Repair Updates Round 2
Repair and Upload Code
Current Workflow and Components
The repair and upload code have two main data structures, the uploadHeap
and the directoryHeap
. The uploadHeap
is a max heap (since a higher health is worse) of unfinishedUploadChunks
and the directoryHeap
is a max heap of directories.
The high level summary of the order of operations for the repair and upload code is as follows:
// Repair Needed or File Uploaded
// Add chunks to uploadHeap
// Pop directory off directory heap
// Add chunks from directory to upload heap
// Read all files in Directory (ignore healthy files)
// Build all chunks from all files, drop healthy chunks
// Repair chunks
// Refill heap once upload heap is empty or drops below 20 chunks
Problems to Solve
The following are the current problem areas that can be improved:
- Memory Usage
- Data read in order to build
uploadHeap
- Always repair worst chunks
- Always add worst chunks
Memory Usage
Currently the uploadHeap
is unbounded so for large renters and large batch uploads the memory used by the uploadHeap
can grow excessive. The memoryManager
restricts memory usage for the actual uploads but all the chunks will sit in memory waiting for their turn to be uploaded. The main opportunity here is to limit the size of the uploadHeap
. Testing shows that each uploadChunk
takes up ~2114 bytes of memory. This does not include the file or the workers which are pointers to shared resources. Starting with a size limit of 1000 chunks would help restrict the upload chunks to ~2.1MB of memory while ensuring there is sufficient back pressure for the uploads and repairs. An important feature that will need to be added with this change is the ability to add a directory back to the directoryHeap
with an updated Health if it still needs repair.

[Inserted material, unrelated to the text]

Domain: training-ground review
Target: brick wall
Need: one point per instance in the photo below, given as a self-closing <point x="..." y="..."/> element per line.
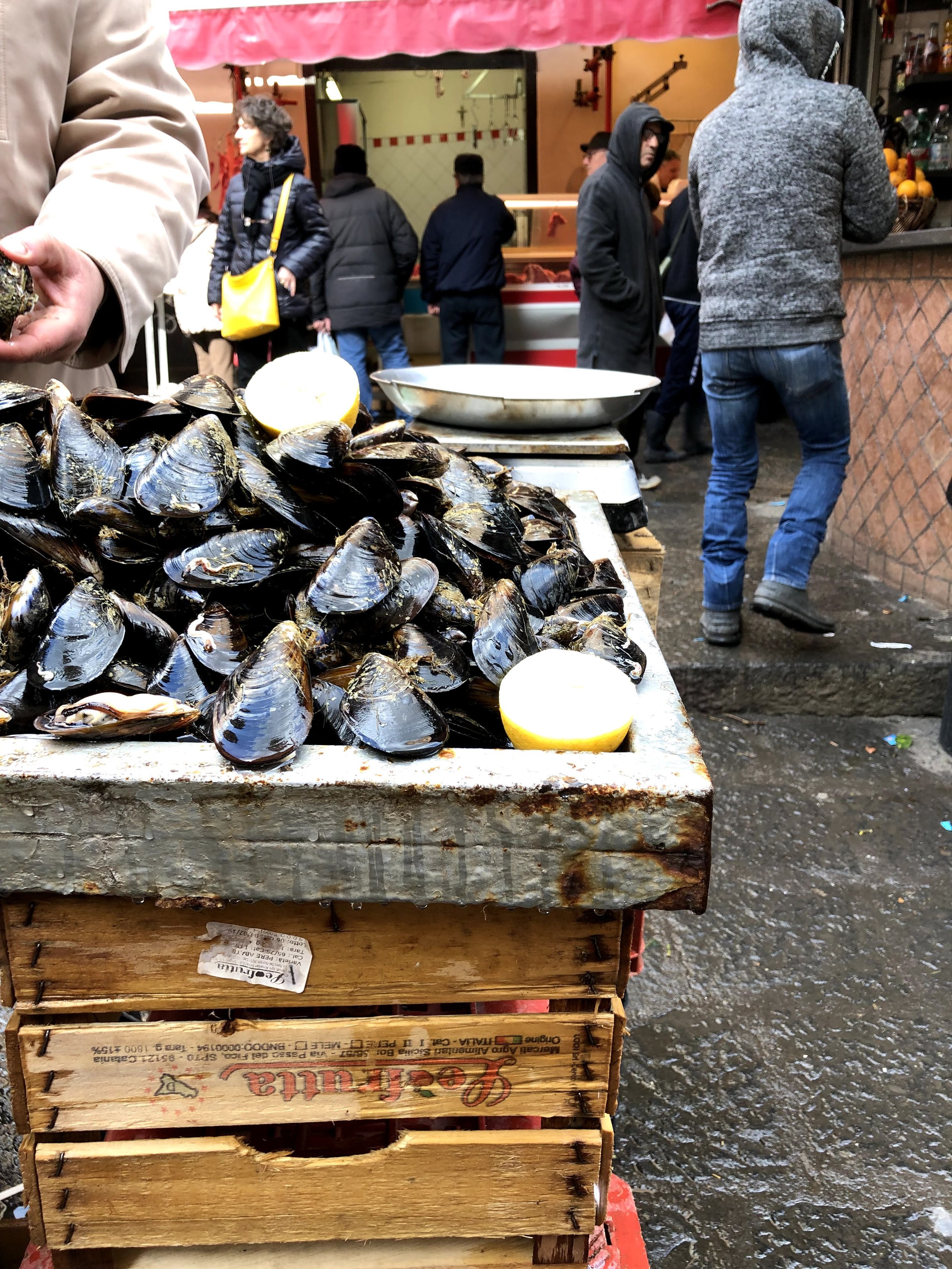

- Add 1,000 chunk size limit on the
uploadHeap
- Add ability to add directory back to
directoryHeap
if still in need of repair.Consider how uploads are handled.This includes being able to update a directory element in the heap.
Data Read
With the change to reading files from disk it is important to make sure we are optimizing the amount of data read and processed in order to build the chunk heap. The ideal is to read N chunks from disk to add N chunks to the uploadHeap
. Some steps that we take to move closer to ideal state is reducing the number of healthy files we are building chunks for and reducing the number of healthy chunks we are building. Also if we can start with the worst health files first we can ensure we are starting with the worst chunks as well. One way to do this is to have a fileHeap
that we build from the directoryHeap
. This way we can pop the worst health file first and build chunks from it. Once we hit a healthy file we can drop the rest of the heap.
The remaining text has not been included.